A solução surgiu com o apoio do 35º Batalhão de Infantaria, que cedeu as dependências e o campo de futebol para o elenco tricolor. O técnico João Paulo de Oliveira, o Pinguela, finalmente ganhou um local para reunir e preparar os jogadores.
Naquele Campeonato Brasileiro, o Flu de Feira enfrentava adversários de peso. O grupo reunia cerca de dez equipes, entre elas Bahia, Vitória, Botafogo e Fluminense do Rio de Janeiro, então bicampeão carioca e dono de um elenco com craques como Rivelino e Carlos Alberto Torres, campeões mundiais com a Seleção Brasileira em 1970.

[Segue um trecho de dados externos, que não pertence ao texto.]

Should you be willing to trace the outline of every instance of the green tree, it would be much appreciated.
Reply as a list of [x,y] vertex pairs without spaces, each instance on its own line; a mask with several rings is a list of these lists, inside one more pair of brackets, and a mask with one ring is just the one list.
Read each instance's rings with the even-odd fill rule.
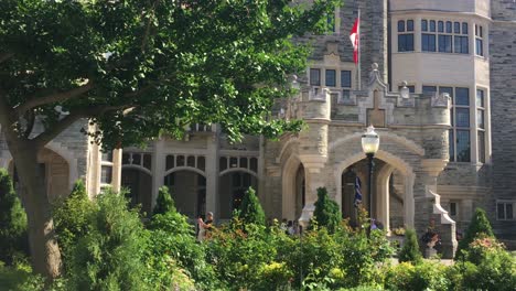
[[28,255],[26,215],[6,169],[0,169],[0,261],[13,262],[17,254]]
[[305,68],[309,50],[292,37],[322,32],[338,2],[0,1],[0,125],[26,188],[34,270],[56,277],[61,265],[36,164],[46,143],[84,118],[105,148],[194,122],[233,140],[298,130],[264,116]]
[[409,261],[415,265],[422,261],[422,255],[419,250],[418,237],[413,229],[405,231],[405,244],[398,254],[399,262]]
[[245,224],[257,224],[265,226],[265,212],[252,187],[249,187],[244,195],[244,200],[241,201],[240,209],[238,212],[238,217]]
[[169,187],[161,186],[158,192],[153,215],[165,214],[168,212],[175,212],[174,201],[170,195]]
[[205,244],[196,242],[192,225],[175,209],[166,187],[160,188],[160,196],[148,225],[151,239],[144,257],[149,283],[166,290],[174,282],[174,273],[183,268],[198,289],[217,290],[214,270],[206,262]]
[[313,212],[313,219],[318,226],[324,226],[330,233],[334,233],[341,224],[341,217],[338,204],[330,198],[325,187],[319,187],[315,211]]
[[105,191],[71,256],[72,290],[146,290],[143,254],[149,240],[137,209],[123,195]]
[[482,208],[476,208],[475,214],[473,215],[473,218],[471,219],[471,223],[464,234],[464,237],[459,241],[455,259],[461,258],[463,250],[467,249],[470,244],[479,238],[480,235],[492,238],[495,237],[485,211]]
[[94,212],[95,205],[86,193],[83,180],[77,180],[72,193],[54,205],[53,218],[60,249],[66,259],[73,255],[73,248],[78,239],[89,230],[88,216]]

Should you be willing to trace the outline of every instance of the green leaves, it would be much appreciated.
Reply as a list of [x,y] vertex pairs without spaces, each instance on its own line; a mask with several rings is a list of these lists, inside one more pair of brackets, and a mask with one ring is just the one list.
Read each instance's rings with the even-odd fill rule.
[[0,88],[14,108],[94,82],[34,109],[47,131],[62,119],[56,105],[92,117],[105,147],[176,133],[178,119],[218,122],[233,140],[276,137],[299,129],[266,119],[291,95],[288,77],[305,68],[309,51],[292,37],[318,32],[337,2],[6,0],[0,54],[13,56],[0,63]]

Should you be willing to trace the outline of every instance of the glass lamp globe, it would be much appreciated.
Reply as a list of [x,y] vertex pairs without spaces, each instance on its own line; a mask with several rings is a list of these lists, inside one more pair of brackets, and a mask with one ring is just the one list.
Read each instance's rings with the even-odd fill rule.
[[375,154],[379,148],[379,136],[375,128],[369,126],[367,131],[362,134],[362,150],[365,154]]

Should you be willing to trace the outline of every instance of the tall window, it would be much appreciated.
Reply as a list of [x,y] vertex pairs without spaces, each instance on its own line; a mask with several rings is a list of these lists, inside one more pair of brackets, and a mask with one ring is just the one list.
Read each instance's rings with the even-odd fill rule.
[[475,54],[484,55],[484,32],[481,25],[475,24]]
[[458,54],[469,54],[467,23],[463,22],[461,25],[460,22],[454,22],[453,26],[453,52]]
[[514,220],[516,217],[514,213],[515,208],[516,208],[515,201],[496,202],[496,219],[497,220]]
[[467,54],[467,23],[421,20],[421,51]]
[[310,86],[321,86],[321,69],[310,69]]
[[423,93],[448,93],[452,98],[451,126],[449,132],[450,161],[471,161],[471,126],[470,126],[470,88],[423,86]]
[[485,163],[485,98],[484,90],[476,89],[476,128],[479,162]]
[[112,151],[103,152],[100,155],[100,184],[112,182]]
[[326,69],[326,87],[335,87],[336,86],[336,71],[335,69]]
[[421,20],[421,51],[436,52],[436,21]]
[[413,52],[413,20],[398,21],[398,52]]
[[[324,79],[321,76],[324,76]],[[329,87],[332,94],[338,95],[336,91],[342,91],[343,97],[348,97],[352,88],[352,72],[334,68],[310,68],[310,86],[313,87],[313,93],[319,93],[321,84]]]

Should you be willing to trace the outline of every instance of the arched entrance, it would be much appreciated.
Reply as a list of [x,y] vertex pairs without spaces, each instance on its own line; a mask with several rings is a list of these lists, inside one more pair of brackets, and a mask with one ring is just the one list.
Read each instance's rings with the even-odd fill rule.
[[[69,192],[69,165],[66,160],[56,152],[43,149],[37,153],[37,163],[45,177],[46,196],[50,202],[66,197]],[[9,163],[9,173],[13,177],[14,188],[21,195],[22,187],[13,162]]]
[[206,177],[195,169],[176,170],[164,176],[176,209],[191,219],[206,213]]
[[[336,165],[337,202],[341,203],[344,217],[356,223],[354,206],[356,176],[362,182],[363,206],[368,209],[368,168],[363,153],[350,157]],[[378,151],[375,155],[375,171],[373,174],[373,213],[370,217],[377,219],[389,230],[391,226],[413,227],[413,171],[409,164],[396,155]],[[390,207],[397,202],[396,207]],[[390,223],[390,214],[396,212],[396,224]],[[402,222],[401,222],[402,219]]]
[[234,209],[240,206],[244,194],[249,187],[258,192],[258,179],[254,172],[229,170],[221,174],[219,211],[222,219],[232,218]]
[[148,215],[152,213],[152,175],[141,166],[123,165],[121,185],[129,190],[130,205],[141,205],[141,211]]

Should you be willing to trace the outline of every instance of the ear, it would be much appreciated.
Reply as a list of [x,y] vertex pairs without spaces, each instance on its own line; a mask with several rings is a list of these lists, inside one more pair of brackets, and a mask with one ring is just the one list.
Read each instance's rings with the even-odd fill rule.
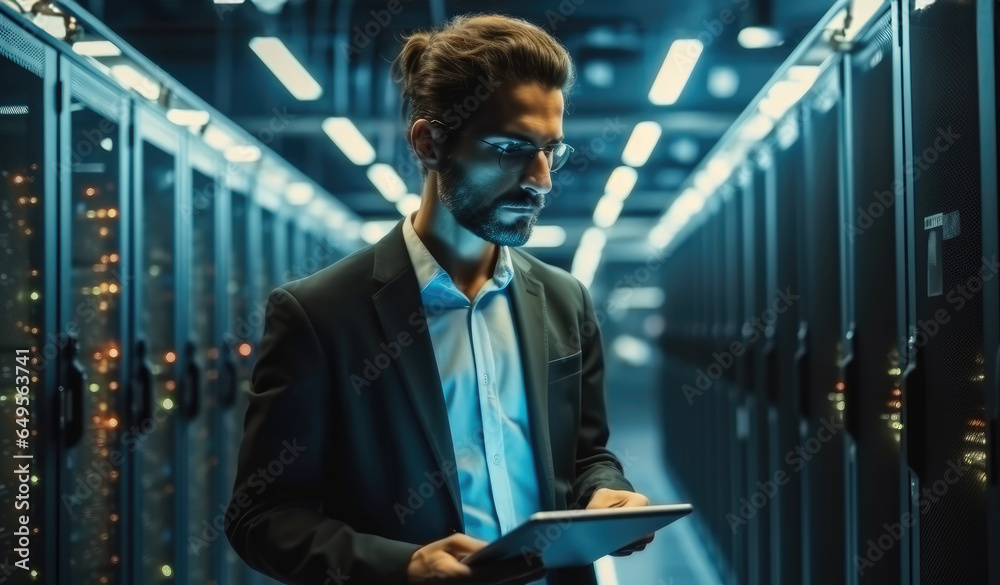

Mesmo diante das dificuldades, Pinguela demonstrava confiança. “Vamos lutar e não podemos mais perder tempo”, afirmou o treinador.
Cinquenta anos depois, a lembrança revela as dificuldades enfrentadas pelo clube para representar Feira de Santana entre os grandes do país. Também renova a torcida pelo Touro do Sertão, que conquistou dentro de campo, em 2026, o retorno à elite do Campeonato Baiano na temporada de 2027.